New Cooperative latest victim of Black Matter ransomware
News / New Cooperative latest victim of Black Matter ransomware
New Cooperative, an Iowan agricultural group which plays a key part to the agricultural supply chain, has suffered a ransomware attack from BlackMatter, a Russian-linked ransomware-as-a-service group, forcing them to take their systems offline.
Iowan-based New Cooperative, which produces the most corn in the US and comes second with soybeans, went public with the cyber attack on Monday, stating it had “recently identified a cybersecurity incident that is impacting some of our company’s devices and systems” and that they had “proactively taken our systems offline to contain the threat”.

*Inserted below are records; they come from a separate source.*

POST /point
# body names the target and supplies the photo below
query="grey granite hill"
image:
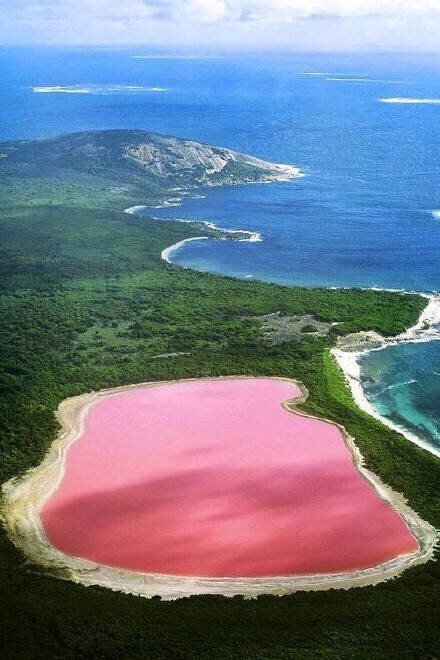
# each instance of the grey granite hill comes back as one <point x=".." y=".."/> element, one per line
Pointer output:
<point x="136" y="157"/>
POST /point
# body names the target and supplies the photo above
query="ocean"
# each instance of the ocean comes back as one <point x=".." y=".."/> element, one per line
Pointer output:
<point x="364" y="129"/>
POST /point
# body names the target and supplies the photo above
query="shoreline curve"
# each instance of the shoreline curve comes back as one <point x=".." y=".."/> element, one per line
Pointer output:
<point x="24" y="497"/>
<point x="348" y="362"/>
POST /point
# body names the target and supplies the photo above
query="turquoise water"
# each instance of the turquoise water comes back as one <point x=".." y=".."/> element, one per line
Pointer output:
<point x="402" y="382"/>
<point x="364" y="214"/>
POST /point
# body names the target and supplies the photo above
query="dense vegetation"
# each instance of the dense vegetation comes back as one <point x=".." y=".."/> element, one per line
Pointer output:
<point x="86" y="302"/>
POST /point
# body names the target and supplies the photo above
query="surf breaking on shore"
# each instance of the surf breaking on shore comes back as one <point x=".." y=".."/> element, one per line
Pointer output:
<point x="239" y="235"/>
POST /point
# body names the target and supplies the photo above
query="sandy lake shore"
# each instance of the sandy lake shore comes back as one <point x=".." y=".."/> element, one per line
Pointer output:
<point x="23" y="499"/>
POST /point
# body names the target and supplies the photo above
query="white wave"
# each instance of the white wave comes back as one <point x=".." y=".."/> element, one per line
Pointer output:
<point x="94" y="89"/>
<point x="364" y="80"/>
<point x="408" y="100"/>
<point x="167" y="252"/>
<point x="175" y="57"/>
<point x="349" y="364"/>
<point x="323" y="73"/>
<point x="427" y="328"/>
<point x="394" y="386"/>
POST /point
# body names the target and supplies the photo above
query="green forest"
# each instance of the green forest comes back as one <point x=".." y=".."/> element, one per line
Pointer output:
<point x="87" y="303"/>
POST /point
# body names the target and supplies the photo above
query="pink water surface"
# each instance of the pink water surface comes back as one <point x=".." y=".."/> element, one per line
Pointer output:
<point x="215" y="478"/>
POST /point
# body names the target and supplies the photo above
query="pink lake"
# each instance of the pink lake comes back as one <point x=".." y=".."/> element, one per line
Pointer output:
<point x="216" y="478"/>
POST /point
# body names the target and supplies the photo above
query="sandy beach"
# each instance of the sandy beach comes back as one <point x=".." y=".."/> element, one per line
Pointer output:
<point x="348" y="360"/>
<point x="24" y="499"/>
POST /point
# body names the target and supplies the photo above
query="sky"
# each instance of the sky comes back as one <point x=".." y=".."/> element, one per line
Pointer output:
<point x="299" y="25"/>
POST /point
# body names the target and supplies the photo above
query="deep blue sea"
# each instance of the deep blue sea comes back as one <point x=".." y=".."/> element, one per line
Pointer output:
<point x="364" y="214"/>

The company also confirmed they had “notified law enforcement” and were “working closely with data security experts to investigate and remediate the situation”.

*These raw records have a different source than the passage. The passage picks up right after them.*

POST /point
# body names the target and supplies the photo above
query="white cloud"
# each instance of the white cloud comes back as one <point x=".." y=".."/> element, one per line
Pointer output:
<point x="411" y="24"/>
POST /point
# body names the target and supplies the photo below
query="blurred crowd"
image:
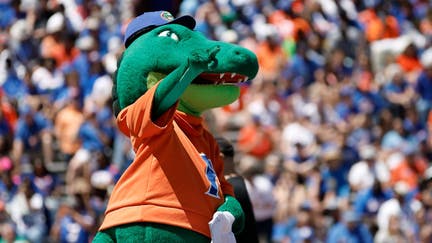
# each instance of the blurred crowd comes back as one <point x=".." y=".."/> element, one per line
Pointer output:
<point x="332" y="136"/>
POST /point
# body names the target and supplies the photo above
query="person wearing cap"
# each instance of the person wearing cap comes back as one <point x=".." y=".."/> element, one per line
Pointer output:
<point x="175" y="189"/>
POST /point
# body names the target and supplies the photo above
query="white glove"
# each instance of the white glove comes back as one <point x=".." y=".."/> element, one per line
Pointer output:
<point x="221" y="227"/>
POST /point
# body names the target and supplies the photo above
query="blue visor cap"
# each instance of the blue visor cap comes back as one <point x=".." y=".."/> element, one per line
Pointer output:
<point x="150" y="20"/>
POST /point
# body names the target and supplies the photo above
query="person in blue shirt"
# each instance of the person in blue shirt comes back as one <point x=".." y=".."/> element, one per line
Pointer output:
<point x="349" y="229"/>
<point x="424" y="89"/>
<point x="398" y="92"/>
<point x="32" y="136"/>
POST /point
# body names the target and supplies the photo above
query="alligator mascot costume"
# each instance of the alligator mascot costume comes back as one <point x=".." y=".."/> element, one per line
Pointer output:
<point x="174" y="190"/>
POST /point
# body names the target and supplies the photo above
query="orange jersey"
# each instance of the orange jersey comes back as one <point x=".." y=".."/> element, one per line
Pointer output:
<point x="177" y="175"/>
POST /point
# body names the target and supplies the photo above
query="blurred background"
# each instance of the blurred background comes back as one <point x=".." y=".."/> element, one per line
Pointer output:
<point x="333" y="136"/>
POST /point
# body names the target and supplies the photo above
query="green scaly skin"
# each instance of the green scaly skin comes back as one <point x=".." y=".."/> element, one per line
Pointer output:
<point x="177" y="56"/>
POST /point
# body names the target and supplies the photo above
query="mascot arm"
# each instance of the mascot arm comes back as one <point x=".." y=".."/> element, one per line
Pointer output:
<point x="174" y="84"/>
<point x="232" y="206"/>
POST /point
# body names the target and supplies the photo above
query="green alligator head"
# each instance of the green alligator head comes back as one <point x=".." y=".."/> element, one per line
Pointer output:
<point x="174" y="54"/>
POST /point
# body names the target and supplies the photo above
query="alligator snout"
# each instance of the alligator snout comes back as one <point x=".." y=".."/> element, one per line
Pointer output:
<point x="236" y="59"/>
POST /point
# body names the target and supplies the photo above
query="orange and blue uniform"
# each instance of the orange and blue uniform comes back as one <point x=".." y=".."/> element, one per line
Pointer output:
<point x="175" y="154"/>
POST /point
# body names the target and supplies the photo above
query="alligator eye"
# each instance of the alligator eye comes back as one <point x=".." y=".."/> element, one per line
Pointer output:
<point x="170" y="34"/>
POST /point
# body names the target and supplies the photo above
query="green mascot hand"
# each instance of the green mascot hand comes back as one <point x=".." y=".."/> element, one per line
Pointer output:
<point x="175" y="189"/>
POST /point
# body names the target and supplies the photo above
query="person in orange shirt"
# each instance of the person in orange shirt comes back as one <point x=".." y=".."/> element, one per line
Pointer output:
<point x="410" y="169"/>
<point x="271" y="57"/>
<point x="379" y="27"/>
<point x="408" y="59"/>
<point x="175" y="189"/>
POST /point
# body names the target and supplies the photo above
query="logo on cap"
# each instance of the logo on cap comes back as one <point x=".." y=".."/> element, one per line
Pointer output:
<point x="167" y="16"/>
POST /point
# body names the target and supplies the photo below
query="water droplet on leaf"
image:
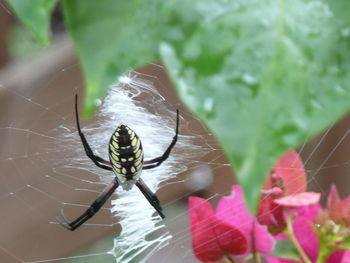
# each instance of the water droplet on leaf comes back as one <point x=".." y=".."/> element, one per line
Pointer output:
<point x="345" y="32"/>
<point x="249" y="79"/>
<point x="98" y="102"/>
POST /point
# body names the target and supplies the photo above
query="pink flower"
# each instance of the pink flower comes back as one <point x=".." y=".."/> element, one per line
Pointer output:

The New Cooperative have assured customers that they are “treating this matter with the utmost seriousness”, stating they are “using every available tool and resource to quickly restore our systems” and “will share additional information directly with [their] customers” as they learn more about the situation.
The ransom demand made by BlackMatter is said to be over 5.9 million dollars. BlackMatter has also threatened to release 1 terabyte of sensitive data they had also stolen if the company didn’t comply by late Saturday.
The Threat Landscape
This ransomware attack comes the latest in a long line of escalating cyber attacks targeting key organisations related to US critical infrastructure and supply chains.

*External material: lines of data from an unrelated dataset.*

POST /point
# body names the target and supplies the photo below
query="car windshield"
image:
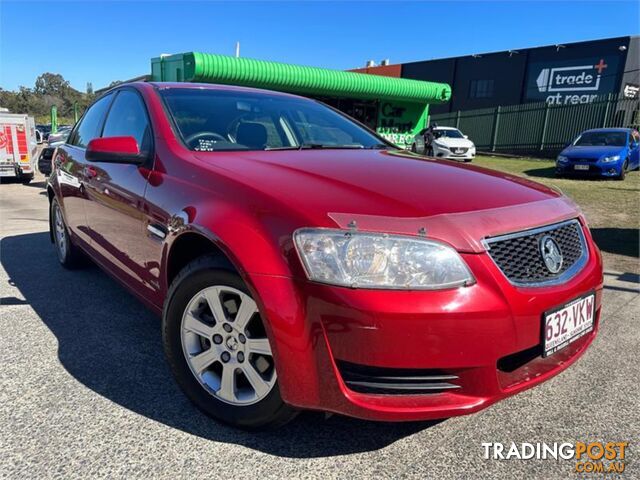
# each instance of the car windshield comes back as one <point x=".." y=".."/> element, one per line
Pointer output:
<point x="222" y="120"/>
<point x="447" y="134"/>
<point x="591" y="139"/>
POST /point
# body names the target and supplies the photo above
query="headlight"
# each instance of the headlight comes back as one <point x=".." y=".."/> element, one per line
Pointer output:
<point x="373" y="260"/>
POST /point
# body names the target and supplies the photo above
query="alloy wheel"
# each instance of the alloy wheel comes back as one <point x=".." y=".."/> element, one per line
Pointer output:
<point x="226" y="346"/>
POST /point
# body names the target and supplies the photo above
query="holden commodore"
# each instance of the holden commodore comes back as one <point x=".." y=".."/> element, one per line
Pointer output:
<point x="605" y="152"/>
<point x="299" y="261"/>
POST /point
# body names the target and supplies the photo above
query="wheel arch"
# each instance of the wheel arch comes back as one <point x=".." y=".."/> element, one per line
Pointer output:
<point x="193" y="244"/>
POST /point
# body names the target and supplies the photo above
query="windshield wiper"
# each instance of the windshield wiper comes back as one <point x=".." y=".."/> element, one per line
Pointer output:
<point x="313" y="146"/>
<point x="379" y="146"/>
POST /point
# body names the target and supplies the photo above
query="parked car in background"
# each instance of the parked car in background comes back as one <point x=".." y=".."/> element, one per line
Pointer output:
<point x="60" y="136"/>
<point x="444" y="142"/>
<point x="604" y="152"/>
<point x="47" y="153"/>
<point x="18" y="146"/>
<point x="300" y="261"/>
<point x="45" y="130"/>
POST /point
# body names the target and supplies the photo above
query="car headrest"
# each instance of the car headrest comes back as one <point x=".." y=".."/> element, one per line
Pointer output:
<point x="253" y="135"/>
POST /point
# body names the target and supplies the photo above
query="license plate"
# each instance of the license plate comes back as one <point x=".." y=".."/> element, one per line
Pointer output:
<point x="568" y="323"/>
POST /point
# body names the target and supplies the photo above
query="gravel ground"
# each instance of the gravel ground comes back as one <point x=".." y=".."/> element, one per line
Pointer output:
<point x="85" y="391"/>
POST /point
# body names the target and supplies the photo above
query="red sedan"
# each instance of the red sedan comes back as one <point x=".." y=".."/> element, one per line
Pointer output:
<point x="299" y="261"/>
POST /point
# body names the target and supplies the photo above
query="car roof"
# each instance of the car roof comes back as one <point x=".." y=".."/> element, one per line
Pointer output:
<point x="626" y="130"/>
<point x="216" y="86"/>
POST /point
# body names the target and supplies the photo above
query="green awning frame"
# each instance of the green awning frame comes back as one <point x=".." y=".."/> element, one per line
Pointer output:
<point x="313" y="81"/>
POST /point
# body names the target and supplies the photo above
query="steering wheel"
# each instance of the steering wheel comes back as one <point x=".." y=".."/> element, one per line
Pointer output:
<point x="191" y="139"/>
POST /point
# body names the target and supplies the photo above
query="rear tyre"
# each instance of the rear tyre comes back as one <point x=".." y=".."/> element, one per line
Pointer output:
<point x="69" y="255"/>
<point x="216" y="345"/>
<point x="623" y="171"/>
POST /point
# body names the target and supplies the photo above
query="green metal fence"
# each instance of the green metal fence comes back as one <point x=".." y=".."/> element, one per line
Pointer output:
<point x="539" y="129"/>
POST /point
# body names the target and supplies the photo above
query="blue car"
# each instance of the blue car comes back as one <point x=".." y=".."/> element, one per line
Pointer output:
<point x="605" y="152"/>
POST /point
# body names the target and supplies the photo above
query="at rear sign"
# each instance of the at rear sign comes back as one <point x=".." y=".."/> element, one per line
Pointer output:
<point x="572" y="83"/>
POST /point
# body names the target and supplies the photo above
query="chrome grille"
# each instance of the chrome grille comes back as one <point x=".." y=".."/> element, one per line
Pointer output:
<point x="519" y="257"/>
<point x="459" y="150"/>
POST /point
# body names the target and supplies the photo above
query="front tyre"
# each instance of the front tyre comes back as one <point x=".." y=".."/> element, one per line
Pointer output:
<point x="26" y="178"/>
<point x="216" y="344"/>
<point x="623" y="171"/>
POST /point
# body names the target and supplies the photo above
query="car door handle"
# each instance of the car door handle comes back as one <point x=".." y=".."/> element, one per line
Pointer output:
<point x="157" y="230"/>
<point x="90" y="172"/>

REvil, another Russian-linked ransomware group, attacked IT giant Kaseya in July, flooding over 1,500 organisations with ransomware. Kaseya publicly refused to pay the ransom of 70 million and revealed that they had managed to obtain the decryption key from a third party that remains undisclosed.
REvil was also previously linked to a ransomware attack on Brazilian-based JBS in late May, disrupting operations in the US, Australia and Canada. Their US division, JBS USA, one of the nation’s largest meat providers whose plants processed over one-fifth of the US’ meat, revealed in June they’d paid the 11 million ransom demand.
Earlier in May, the US Colonial Pipeline, a major pipeline that provides the East Coast with 45 percent of their fuel, suffered a ransomware attack by DarkSide. They were forced to pay a ransom of 4.4 million dollars, although the US Justice Department was able to recover the majority of it from a DarkSide bitcoin wallet.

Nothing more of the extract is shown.